Tiga
Macam Type Guru (Pendidik) Dalam Mengajar dan Mendidik di Sekolah
Oleh
Abdul Malik, M.Ag., M.Pd
Pendidikan adalah selalu diidentikan
dengan pendidik atau dengan istilah populer adalah guru. Sejarah dan peradaban
manusia telah membuktikan bahwa guru telah mengambil peran yang besar dalam
mentransformasi dan membangun ilmu dan pengetahuan sampai saat ini. Apalagi
bagi bangsa yang belum memiliki budaya belajar mandiri dan memiliki
ketergantungan yang tinggi terhadap sosok seorang guru, maka peran gurupun
menjadi segala-galanya dalam memajukan pendidikan manusia. Tidak ada guru maka
tidak ada belajar, tidak ada guru maka tidak tidak ada generasi terdidik, dan
bahkan tidak ada guru maka tidak ada peradaban itu sendiri. Gedung sekolah atau
Perguruan Tinggi yang megah, kurikulum berkualitas, media belajarnya canggih, dan
peserta didik yang berpotensi semuanya akan menjadi tidak bermakna jika tidak
didampingi oleh guru-guru yang cerdas, kreatif, dan berakhlak mulia. Itulah
sebabnya kenapa pemerintah Indonesia menjadikan guru sebagai salah satu standar
nasional pendidikan yakni standar pendidik dan kependidikan dari delapan
standar nasional pendidikan yang ada. Bangsa manapun menempatkan guru sebagi
kunci dari kemajuan suatu bangsa itu sendiri. Bangsa Jepang misalnya, selain
memberikan penghargaan yang tinggi terhadap guru juga memberikan otoritas yang
luas terhadap peran, wewenang dan tanggung jawab seorang guru di dalam
pendidikan dan pengajaran. Di negara Jepang seorang guru berhak memarahi dan
menegur orang tua siswa (wali murid) apabila wali murid tersebut dianggap tidak
mampu mendidik anaknya di rumah. Peran dan tanggung jawab guru tersebut tentu memiliki
dasar hukum dan perangkat yang telah diatur oleh negara secara jelas dan
mengikat. Oleh sebab itu, dengan perangkat hukum yang jelas dan memihak pada
otoritas guru tersebut, maka secara langsung memberikan “ruang kebebasan” bagi
guru untuk memaksimalkan tanggung jawab dan peranannya dalam pendidikan dan
pengajaran.
Walaupun Indonesia belum mampu “memperlakukan”

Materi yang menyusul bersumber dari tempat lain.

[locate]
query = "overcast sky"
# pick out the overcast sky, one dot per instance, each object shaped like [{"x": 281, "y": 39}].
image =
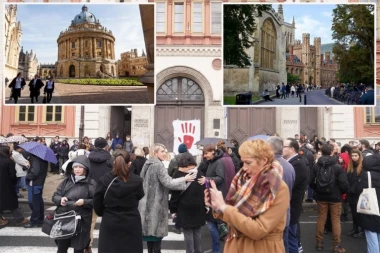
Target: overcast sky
[{"x": 41, "y": 25}]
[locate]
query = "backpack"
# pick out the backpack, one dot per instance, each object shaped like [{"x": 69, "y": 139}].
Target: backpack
[{"x": 325, "y": 179}]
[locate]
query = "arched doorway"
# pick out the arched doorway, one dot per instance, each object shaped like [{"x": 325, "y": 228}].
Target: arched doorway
[
  {"x": 177, "y": 98},
  {"x": 72, "y": 71}
]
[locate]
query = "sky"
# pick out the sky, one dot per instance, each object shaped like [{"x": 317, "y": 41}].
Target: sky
[
  {"x": 315, "y": 19},
  {"x": 41, "y": 25}
]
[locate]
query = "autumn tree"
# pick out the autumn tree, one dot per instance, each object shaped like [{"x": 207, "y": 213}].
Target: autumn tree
[{"x": 239, "y": 27}]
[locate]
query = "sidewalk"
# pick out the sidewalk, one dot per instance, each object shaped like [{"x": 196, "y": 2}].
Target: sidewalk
[{"x": 51, "y": 184}]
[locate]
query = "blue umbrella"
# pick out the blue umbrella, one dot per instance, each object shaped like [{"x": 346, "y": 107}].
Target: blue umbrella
[
  {"x": 258, "y": 137},
  {"x": 40, "y": 151}
]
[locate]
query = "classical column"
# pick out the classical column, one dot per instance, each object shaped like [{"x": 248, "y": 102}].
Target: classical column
[{"x": 147, "y": 21}]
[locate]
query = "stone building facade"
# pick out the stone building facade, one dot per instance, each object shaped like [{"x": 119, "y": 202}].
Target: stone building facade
[
  {"x": 12, "y": 41},
  {"x": 28, "y": 64},
  {"x": 86, "y": 49},
  {"x": 130, "y": 64}
]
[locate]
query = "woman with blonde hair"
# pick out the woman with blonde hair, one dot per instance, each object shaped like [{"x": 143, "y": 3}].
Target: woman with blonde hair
[
  {"x": 256, "y": 204},
  {"x": 154, "y": 205},
  {"x": 116, "y": 199},
  {"x": 354, "y": 170}
]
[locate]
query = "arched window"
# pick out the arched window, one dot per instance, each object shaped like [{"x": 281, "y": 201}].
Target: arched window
[{"x": 268, "y": 44}]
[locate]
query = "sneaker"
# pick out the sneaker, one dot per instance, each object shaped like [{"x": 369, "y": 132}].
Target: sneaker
[{"x": 338, "y": 249}]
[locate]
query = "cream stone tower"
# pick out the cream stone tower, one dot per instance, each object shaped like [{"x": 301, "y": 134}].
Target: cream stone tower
[{"x": 86, "y": 49}]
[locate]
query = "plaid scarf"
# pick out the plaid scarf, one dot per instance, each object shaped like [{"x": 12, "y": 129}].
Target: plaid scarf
[{"x": 253, "y": 196}]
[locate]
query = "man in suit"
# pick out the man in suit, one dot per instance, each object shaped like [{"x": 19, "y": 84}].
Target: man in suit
[
  {"x": 290, "y": 153},
  {"x": 34, "y": 87}
]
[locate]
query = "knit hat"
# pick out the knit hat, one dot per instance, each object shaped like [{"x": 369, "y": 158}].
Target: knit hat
[
  {"x": 100, "y": 142},
  {"x": 182, "y": 148}
]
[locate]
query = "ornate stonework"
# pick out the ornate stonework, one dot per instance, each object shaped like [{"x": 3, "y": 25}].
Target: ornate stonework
[
  {"x": 86, "y": 49},
  {"x": 192, "y": 74}
]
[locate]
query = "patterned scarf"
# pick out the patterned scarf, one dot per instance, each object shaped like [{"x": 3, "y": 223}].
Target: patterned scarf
[{"x": 253, "y": 196}]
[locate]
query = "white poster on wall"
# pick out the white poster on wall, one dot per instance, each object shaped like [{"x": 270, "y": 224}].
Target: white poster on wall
[{"x": 188, "y": 132}]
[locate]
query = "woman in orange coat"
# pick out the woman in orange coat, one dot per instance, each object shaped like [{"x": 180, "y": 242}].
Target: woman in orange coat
[{"x": 256, "y": 204}]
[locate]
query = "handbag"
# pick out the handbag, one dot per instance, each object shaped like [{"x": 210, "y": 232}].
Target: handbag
[
  {"x": 62, "y": 226},
  {"x": 368, "y": 203}
]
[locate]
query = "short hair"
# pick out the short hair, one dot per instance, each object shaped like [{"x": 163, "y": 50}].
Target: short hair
[
  {"x": 257, "y": 149},
  {"x": 294, "y": 144},
  {"x": 327, "y": 149},
  {"x": 276, "y": 143},
  {"x": 186, "y": 159},
  {"x": 365, "y": 143}
]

guru seperti di Jepang, akan tetapi bangsa Indonesia semakin menyadari akan
peran strategis guru dalam membangun bangsa dan negara yang bermartabat sekaligus
beradab. Oleh sebab itu, sekarang ini
pemeritah sudah mulai memberikan perhatian yang besar pada guru. Perhatian
pemerintah ini setidaknya dapat dilihat dari kebijakan-kebijakan pemerintah
yang lebih menghargai, mensejahterakan, dan mengembangkan kualitas guru akhir-akhir
ini dibandingkan dengan orde-orde sebelumnya. Diantaranya adalah lahirnya undang-undang
guru dan dosen no 14 tahun 2005. Begitupula kebijakan-kebijakan pemerintah di
bawah Undang-undang atau setingkat peraturan menteri yang mendukung kepentingan
profesi guru dan dosen saat sekarang. Pertanyaan yang paling mendasar terkait
dengan hal ini adalah kenapa keberadaan dan peran guru yang sangat fital
tersebut belum terasa ada hasil dan dampaknya yang signifikan pada pendidikan
sekarang ini? Terutama kualitas pendidikan dan IPM(Indek Prestasi Manusia) di
beberapa provensi tertinggal seperti NTB dan NTT misalnya. Rendahnya mutu SDM
atau Indeks Prestasi Manusia provensi NTB pada skala nasional hari ini,
merupakan salah satu indikator belum terasa dan berdampaknya peran guru sebagai
lokomotif utama dalam pembangunan manusia dan peradaban dewasa ini. Walaupun
pembangunan IPM tersebut bukanlah tanggung jawab guru semata, akan tetapi guru tetap
mengambil peran yang strategis dalam mempengaruhi tinggi rendahnya kualitas suatu
pendidikan secara keseluruhan. Oleh sebab itu, tidak ada jalan yang lain bagi
pemerintah atau siapapun yang ingin mengembangkan mutu manusia atau IPM kecuali
dengan meningkatkan mutu para pendidik atau guru.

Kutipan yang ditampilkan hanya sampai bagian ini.